A state ethics panel issued a "public warning" to a South Texas judge who was suspended from the bench after a years-old video surfaced showing him beating his teenage daughter, but any effect from the warning wasn't immediately clear Thursday.
Aransas County Court at Law Judge William Adams was taken off the job by the Texas Supreme Court last November, and the decision released by the Texas Commission on Judicial Conduct didn't address the judge's status. The panel does not have authority to remove a judge from office but could recommend to the state Supreme Court that he be removed.
Seana Willing, executive director of the judicial commission, said a move to lift Adams' suspension would have to be made to the state Supreme Court, either by Adams or through a joint motion of the judge and the panel.
"We didn't ask for the suspension," she said, declining to comment further.
Richard Bianchi, the county attorney in Aransas County, called the warning essentially a public reprimand with no other consequences.
"It is clearly the major step forward if his decision is to return to the bench as rapidly as possible," Bianchi said. "This is something he had to have in place."
The Texas Supreme Court suspended Adams with pay Nov. 22, about three weeks after the 7?-minute video was posted online on YouTube by his now-adult daughter. It attracted millions of views and a storm of public outrage.
The secretly recorded video showed Adams using a belt to repeatedly beat hit his then-16-year-old daughter in her bedroom because she illegally downloaded music.
In a four-page warning document signed Tuesday, commission Chair Tom Cunningham said the panel concluded Adams' actions depicted on the video violated the Texas Code of Judicial Conduct and "cast reasonable doubt on his capacity to act impartially as a judge and interfered with the proper performance of his judicial duties."
The commission said because Adams regularly presided over and decided child custody, abuse and family violence cases, "his private conduct did cast public discredit upon the judiciary and the administration of justice."
The panel also criticized Adams for treatment of lawyers in his courtroom that "fell far below the minimum standards of patient, courteous and dignified courtroom demeanor expected of judicial officials."
Adams' lawyer, William Dudley, did not return a call from The Associated Press. Under commission rules, the judge has 30 days to appeal the public sanction to the state Supreme Court.
Following disclosure of the tape, Adams said it "looks worse than it is" and that his daughter posted the clip to get back at him for telling her he would be reducing the amount of financial support he gives her and taking away her Mercedes.
Hillary Adams has said her father regularly beat her for a period of time, that she didn't post the clip to spite her father and that she hoped it forced him to seek help.
Aransas County prosecutors said the statute of limitation had passed and they couldn't bring criminal charges against the judge.
In its investigation of Adams, the commission said 15 attorneys who regularly practiced in his court were interviewed and described him as a good judge, fair and impartial and knowledgeable in the law.

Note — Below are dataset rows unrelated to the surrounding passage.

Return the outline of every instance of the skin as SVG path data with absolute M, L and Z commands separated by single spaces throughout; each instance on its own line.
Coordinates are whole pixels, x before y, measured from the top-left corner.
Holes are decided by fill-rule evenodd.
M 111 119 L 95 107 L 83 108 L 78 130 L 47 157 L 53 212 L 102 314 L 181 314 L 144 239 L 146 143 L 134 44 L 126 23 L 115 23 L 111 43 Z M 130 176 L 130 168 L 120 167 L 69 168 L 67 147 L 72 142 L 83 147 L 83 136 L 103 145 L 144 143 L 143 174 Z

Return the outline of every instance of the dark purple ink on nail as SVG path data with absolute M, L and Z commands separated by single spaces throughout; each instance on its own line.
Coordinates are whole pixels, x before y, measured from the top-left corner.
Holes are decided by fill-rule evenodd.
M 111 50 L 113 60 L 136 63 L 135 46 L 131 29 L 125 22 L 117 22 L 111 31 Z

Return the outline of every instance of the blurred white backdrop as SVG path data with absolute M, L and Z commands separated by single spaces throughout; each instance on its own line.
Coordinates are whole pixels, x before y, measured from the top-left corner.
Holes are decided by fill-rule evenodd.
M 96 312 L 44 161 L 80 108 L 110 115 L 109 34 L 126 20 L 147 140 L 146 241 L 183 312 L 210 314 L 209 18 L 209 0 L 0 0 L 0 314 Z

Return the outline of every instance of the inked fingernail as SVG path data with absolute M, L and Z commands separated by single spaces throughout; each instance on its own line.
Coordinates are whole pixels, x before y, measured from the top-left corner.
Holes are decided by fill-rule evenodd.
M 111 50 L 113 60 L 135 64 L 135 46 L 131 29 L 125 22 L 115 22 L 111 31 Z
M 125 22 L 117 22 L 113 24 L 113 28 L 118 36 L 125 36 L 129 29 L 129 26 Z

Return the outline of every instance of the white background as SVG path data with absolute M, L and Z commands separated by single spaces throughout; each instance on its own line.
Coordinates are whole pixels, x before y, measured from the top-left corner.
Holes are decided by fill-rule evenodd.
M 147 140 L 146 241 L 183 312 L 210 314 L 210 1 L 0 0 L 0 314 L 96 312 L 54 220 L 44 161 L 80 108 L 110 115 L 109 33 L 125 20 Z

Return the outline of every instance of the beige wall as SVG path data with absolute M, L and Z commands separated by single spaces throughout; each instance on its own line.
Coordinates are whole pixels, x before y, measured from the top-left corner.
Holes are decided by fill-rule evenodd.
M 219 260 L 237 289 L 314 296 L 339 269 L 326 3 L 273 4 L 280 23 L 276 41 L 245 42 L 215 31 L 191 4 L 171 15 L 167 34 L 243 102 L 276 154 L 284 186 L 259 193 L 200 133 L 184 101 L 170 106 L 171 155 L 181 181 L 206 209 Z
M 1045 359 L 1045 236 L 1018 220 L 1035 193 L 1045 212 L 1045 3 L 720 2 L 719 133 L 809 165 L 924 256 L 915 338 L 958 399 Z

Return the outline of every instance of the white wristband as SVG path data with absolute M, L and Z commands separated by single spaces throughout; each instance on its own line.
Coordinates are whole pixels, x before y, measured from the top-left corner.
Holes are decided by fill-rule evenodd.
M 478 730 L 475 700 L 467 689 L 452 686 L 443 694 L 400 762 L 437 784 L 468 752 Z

Six backed his return to the bench and six thought he no longer could be effective because of the tape. They also said criminal defense attorneys likely would file motions to recuse Adams in their cases if he were to return to the bench.
The commission could have ordered Adams to undergo additional education, issue a private sanction or a public sanction. The severity of public sanction ranges from admonition, to warning, to reprimand. The independent state agency currently has 13 members, six appointed by the state Supreme Court, five by Gov. Rick Perry and two named by the State Bar of Texas.
Since his suspension, Adams' caseload in the county about 150 miles southwest of Houston has been handled by a series of visiting judges. Bianchi said that will continue.
Adams doesn't come up for re-election until 2014.
Earlier this year, the county commissioners voted to cut his 2013 salary by 1.6 percent to $144,000. Other elected county officials received a 2 percent cost-of-living increase.
to catch a predator davenport chris hansen ehlers danlos syndrome the closer michael turner split pea soup
No comments:
Post a Comment
Note: Only a member of this blog may post a comment.